Enquanto um painelista fazia uns poucos comentários sobre os impactos negativos das plantações de árvores na Indonésia, o vice-diretor da Stora Enso América Latina, Otávio Pontes, apresentava a gestão da Veracel Celulose do Brasil (cuja propriedade é dividida em partes iguais pela Stora Enso e a Aracruz Celulose) como exemplo de gestão sustentável de plantações de árvores.

Infelizmente, o representante do movimento brasileiro Rede Alerta Contra o Deserto Verde foi impedido de opor-se à propaganda do Sr. Pontes com alguns dados recentes da Veracel Celulose:

- a empresa foi multada pelo IBAMA- o organismo federal do meio ambiente- no dia 13 de março de 2007, no valor aproximado de US$ 200.000 por ter aplicado herbicida em 31.6 hectares de uma área de preservação permanente no muncípio de Eunápolis, o que destruiu a vegetação local e poluiu uma área ainda maior.
- em Ponto Central, município de Santa Cruz de Cabrália, no dia 1º de abril de 2007, a população local bloqueou o caminho a fim de impedir que os ônibus com trabalhadores da Veracel chegassem à fábrica de celulose porque a empresa não aceitou satisfazer as demandas da comunidade local.

- um estudo recente realizado pelo Centro de Estudos e Pesquisas para o Desenvolmimento do Extremo Sul da Bahia- Cepedes, apontou que desde que a Veracel estabeleceu as plantações de árvores no município de Eunápolis, no início da década de 90, a população rural tem disminuído em 59.3% enquanto a porcentagem nacional no mesmo período evidencia uma diminuição de 28%.

- a declaração do Sr. Pontes de que a Veracel “tem gerado 30.000 empregos” contradiz as cifras da própria empresa que mostram que a Veracel gerou 739 empregos diretos e 3.400 indiretos.

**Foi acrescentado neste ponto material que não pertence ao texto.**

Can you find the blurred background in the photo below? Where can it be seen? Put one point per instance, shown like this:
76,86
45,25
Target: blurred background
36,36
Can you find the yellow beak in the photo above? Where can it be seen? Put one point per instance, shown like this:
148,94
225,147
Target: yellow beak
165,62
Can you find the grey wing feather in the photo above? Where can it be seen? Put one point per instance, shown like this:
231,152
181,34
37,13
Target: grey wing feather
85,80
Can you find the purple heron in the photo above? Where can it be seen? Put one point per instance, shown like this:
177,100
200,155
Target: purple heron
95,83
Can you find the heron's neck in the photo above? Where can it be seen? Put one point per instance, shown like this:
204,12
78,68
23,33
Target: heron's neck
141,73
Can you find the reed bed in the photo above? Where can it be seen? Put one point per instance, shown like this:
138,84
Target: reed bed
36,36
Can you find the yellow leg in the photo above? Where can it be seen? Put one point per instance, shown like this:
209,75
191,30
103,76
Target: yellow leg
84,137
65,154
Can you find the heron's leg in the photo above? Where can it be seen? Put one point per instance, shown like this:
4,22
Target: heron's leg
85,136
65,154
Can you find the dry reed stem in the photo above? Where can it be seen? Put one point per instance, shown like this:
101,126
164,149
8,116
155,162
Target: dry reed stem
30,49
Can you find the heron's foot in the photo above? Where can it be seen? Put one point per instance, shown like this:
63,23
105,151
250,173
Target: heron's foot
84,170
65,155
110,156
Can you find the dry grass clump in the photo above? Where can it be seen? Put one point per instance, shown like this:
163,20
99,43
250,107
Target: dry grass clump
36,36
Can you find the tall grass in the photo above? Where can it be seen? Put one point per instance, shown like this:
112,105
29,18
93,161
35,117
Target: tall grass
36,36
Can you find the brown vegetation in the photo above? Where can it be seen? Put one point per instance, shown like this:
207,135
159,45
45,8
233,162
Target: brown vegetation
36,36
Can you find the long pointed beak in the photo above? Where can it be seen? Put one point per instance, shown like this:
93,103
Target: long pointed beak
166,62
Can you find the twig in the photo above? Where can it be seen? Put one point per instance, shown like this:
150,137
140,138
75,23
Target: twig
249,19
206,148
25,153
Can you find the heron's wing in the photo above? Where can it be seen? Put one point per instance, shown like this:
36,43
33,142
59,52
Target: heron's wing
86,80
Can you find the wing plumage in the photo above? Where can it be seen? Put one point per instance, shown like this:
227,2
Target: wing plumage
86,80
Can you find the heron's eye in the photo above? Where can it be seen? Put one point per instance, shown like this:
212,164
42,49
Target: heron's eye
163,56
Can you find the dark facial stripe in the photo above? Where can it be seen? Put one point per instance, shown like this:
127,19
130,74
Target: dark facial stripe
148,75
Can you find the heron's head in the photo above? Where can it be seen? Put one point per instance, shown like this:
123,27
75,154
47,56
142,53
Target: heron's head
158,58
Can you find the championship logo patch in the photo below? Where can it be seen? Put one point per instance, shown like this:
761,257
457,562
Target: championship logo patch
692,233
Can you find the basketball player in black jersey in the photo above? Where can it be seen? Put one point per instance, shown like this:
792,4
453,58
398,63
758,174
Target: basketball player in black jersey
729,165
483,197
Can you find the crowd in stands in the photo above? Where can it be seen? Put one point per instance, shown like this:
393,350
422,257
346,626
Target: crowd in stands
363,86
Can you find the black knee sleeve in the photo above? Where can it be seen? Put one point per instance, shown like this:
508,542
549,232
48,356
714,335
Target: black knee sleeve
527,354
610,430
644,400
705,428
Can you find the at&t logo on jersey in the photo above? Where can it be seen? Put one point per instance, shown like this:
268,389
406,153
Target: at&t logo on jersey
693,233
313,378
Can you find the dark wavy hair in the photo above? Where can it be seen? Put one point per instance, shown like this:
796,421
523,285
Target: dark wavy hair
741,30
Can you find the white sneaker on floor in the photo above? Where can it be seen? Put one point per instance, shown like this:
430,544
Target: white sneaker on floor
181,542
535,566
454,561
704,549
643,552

- a “socialmente responsável” Veracel encerrou, em novembro de 2006, em Eunápolis, um projeto de atividades educacionais que atendia cerca de 300 crianças de 7 a 15 anos de idade. Cabe lembrar que no mesmo período- campanha no Brasil para eleger presidente, governadores e parlamentares- a Veracel desembolsou centenas de milhares de dólares para apoiar todos os candidatos, especialmente aqueles que tinham chance de ganhar; entre eles os dois candidatos principais para o governo da Bahia (para um deles, US$ 100.000 e para o outro, US$ 50.000).

Desde o público, os participantes do Sul e os estudantes suecos conseguiram propor assuntos e questionar as visões parciais da maioria dos painelistas. Não foi tarefa fácil porque quem presidia o seminário não só tentou evitar que suas vozes fossem ouvidas como também se posicionou claramente a favor das plantações de árvores e das fábricas de celulose no Sul. Em uma de suas intervenções, desafiou as vozes críticas na discussão ao perguntar: “se vocês estão contra as plantações de árvores, como vocês acham que poderemos fornecer livros aos escolares?”, e acrescentou: “qual é a alternativa que vocês sugerem?”. Esclareceram a ele que os habitantes de países como Brasil ou Uruguai consomem 10 vezes menos papel per capita do que a população sueca e que as plantações e fábricas de celulose nesses países não produzirão sequer uma única folha de papel mas exportarão celulose para os países do Norte que consomem papel em excesso. Por exemplo, na Suécia, 46% do consumo de papel está relacionado com envoltórios e embalagens, enquanto10%, com papel tissue.

Quanto a “alternativas”, disseram ao presidente do seminário que a primeira alternativa seria NÃO plantar monoculturas de árvores porque resultam em perda de empregos no nível local e em uma série de outros impactos que pioram a forma de vida das populações locais.
Em poucas palavras, o seminário evidenciou que para a indústria sueca da celulose, o “fantástico” desempenho dos eucaliptos em países do Sul está, acima de tudo, em relação com os altos benefícios que pode obter; o que não “permite” que enxerguem qualquer impacto negativo que puder ameaçar esses enormes lucros.